Uma crônica de Leandro Alves
Por telefone
Na última semana, dois amigos me telefonaram, um moço e uma moça.
Ele, queria me falar de umas cantoras de MPB que está ouvindo atualmente; ela, divertidíssima, queria que eu a ajudasse a falar mal de uma moça do nosso grupo de forró, uma mulher que a gente detesta em comum.

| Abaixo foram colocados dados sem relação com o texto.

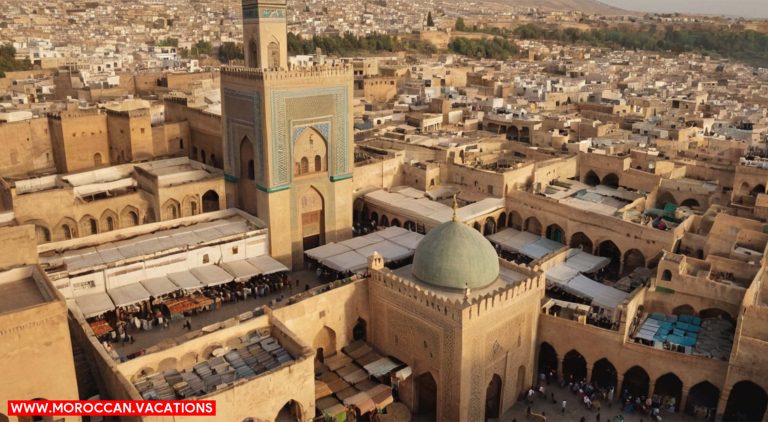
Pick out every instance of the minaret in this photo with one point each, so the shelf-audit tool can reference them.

Qualquer que fosse o motivo, percebi como a voz do outro se conecta com a gente: a voz de um amigo nos conta se ele está triste, alegre, eufórico, falando a verdade, mentindo.
A mensagem, não.
A palavra pelo Whatsapp ou e-mail é fria, distante, indecifrável.
Por Whatsapp, acontece algo também terrível: o outro conversa com você, a ex-namorada, o gerente do banco, o mecânico. Se algum perrengue surgir no meio da conversa, ele sai sem se despedir para retomar a conversa na quinta-feira da outra semana. Conversar ao telefone não: na linha telefônica é só você e o amigo, a conversa não vai se misturar com três, quatro vozes. Se acontecer, é perigoso um dos amigos ficar à beira de um ataque de nervos. Maluco, para dizer o mínimo.
Confesso que um lado meu, bem moderno, perguntava se não seria melhor desligar, perguntar o que meus amigos queriam; o outro lado, do homem das antigas, redescobria o prazer de reconhecer como um amigo está apenas pelo tom de voz.
O tom de voz nos torna únicos, inconfundíveis, próximos, humanos.